I was with Bob, a business owner the other day and he asked:
"Paul, Why is it that when I suggest and idea to my staff, they don't act on it – then you or someone else tells them the same thing and they act as though it's the first time they've heard it?"
"Bob" I said. "Have you ever heard the saying that a prophet isn't recognised in their own land"
Well; it's true!
1. When the boss tells his or her people that a certain way of achieving more is brilliant – some of the people think that the boss has a hidden agenda.
2. When someone from outside the business explains the same ideas they usually come at the problem from a different perspective.
3. The person from outside the business may be (or should be) skilled at presentations.
4. People believe authority figures.
You see; part of the problem lies within the inaccuracy of the old expression which glibly states:
You have to be heard to be believed
When the reality is:
You have to be believed to be heard
So can you be more effective in communicating new ideas to your staff?
1. If the idea came from a book – give everyone a copy of it.

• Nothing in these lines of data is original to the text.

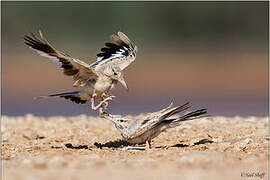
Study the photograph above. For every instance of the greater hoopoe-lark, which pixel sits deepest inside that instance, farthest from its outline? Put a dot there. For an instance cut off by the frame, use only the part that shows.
(96, 79)
(144, 129)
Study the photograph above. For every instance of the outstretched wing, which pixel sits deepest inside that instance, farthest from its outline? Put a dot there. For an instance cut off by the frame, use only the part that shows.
(82, 73)
(120, 53)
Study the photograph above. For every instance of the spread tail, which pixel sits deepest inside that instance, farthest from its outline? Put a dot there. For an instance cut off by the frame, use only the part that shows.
(189, 116)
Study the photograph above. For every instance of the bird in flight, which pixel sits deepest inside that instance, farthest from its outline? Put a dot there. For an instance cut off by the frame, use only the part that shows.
(143, 129)
(96, 79)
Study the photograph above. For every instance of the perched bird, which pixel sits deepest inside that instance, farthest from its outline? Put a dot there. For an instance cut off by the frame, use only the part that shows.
(96, 79)
(143, 129)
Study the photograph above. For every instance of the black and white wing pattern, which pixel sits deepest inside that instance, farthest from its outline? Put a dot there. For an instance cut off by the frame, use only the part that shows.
(82, 73)
(121, 53)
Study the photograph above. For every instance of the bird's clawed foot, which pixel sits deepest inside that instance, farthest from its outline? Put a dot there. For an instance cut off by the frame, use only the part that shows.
(104, 103)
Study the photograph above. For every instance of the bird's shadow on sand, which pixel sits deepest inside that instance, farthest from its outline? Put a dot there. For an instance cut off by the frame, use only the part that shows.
(122, 144)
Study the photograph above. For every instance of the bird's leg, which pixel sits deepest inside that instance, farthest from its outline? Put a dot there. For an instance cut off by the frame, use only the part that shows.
(148, 144)
(101, 103)
(147, 147)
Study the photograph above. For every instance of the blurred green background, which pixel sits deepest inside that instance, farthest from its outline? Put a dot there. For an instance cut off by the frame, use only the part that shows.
(213, 54)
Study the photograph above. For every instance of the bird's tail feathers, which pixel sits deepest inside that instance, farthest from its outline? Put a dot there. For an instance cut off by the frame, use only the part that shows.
(58, 95)
(189, 116)
(174, 110)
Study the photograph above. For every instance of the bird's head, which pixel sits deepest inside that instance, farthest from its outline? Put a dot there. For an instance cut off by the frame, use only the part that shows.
(116, 74)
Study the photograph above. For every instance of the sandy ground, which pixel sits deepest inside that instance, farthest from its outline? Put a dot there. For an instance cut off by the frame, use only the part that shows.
(86, 148)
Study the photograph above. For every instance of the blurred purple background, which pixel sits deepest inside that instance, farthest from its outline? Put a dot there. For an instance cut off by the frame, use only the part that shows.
(212, 54)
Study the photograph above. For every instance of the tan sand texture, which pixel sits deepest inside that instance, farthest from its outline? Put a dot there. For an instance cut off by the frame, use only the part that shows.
(85, 147)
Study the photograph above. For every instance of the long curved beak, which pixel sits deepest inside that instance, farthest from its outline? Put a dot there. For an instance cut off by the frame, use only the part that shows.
(123, 82)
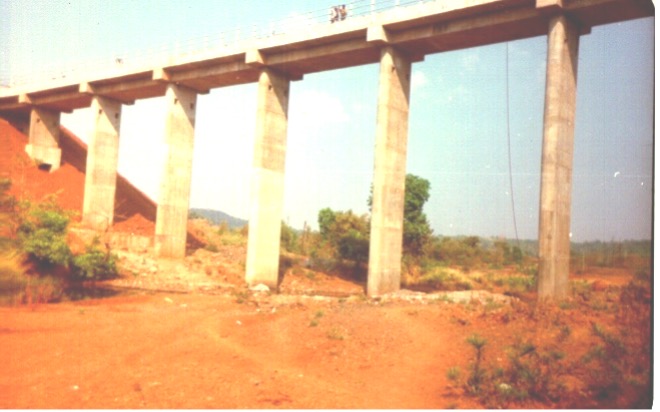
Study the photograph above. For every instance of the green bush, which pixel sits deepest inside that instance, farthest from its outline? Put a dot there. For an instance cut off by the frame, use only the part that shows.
(43, 236)
(94, 264)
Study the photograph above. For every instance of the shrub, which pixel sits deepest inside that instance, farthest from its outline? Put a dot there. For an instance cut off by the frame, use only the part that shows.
(94, 264)
(43, 236)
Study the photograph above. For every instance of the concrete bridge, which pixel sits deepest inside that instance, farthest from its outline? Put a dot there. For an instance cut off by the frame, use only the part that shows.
(395, 38)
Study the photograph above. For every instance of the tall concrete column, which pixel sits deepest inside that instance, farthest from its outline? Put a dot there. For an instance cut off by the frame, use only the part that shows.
(557, 158)
(44, 138)
(267, 182)
(174, 194)
(101, 170)
(386, 242)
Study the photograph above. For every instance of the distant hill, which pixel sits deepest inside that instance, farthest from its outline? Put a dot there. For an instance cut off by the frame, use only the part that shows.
(218, 217)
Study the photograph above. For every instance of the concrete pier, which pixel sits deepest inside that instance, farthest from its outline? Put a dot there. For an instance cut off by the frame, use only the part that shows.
(267, 184)
(557, 158)
(386, 240)
(102, 159)
(174, 194)
(44, 138)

That's what I did with a book I was so taken with about business organisation. It was called "The E-Myth Revisited" the author is Michael E. Gerber. And, I so loved the ideas that I bought all the members of my team a copy and we used some Gerber's ideas to help re-organise , and improve the efficiency of our business.
2. If the idea came from a TV or radio programme – play the programme at a team meeting.
3. If you have yearly meetings – get a professional speaker to present their (and your) ideas at that meeting.
4. Get recommendations from others who've used the ideas.
Two of the key factors in persuasion are authority and social proof. If you can use those, perhaps you can get your people to believe.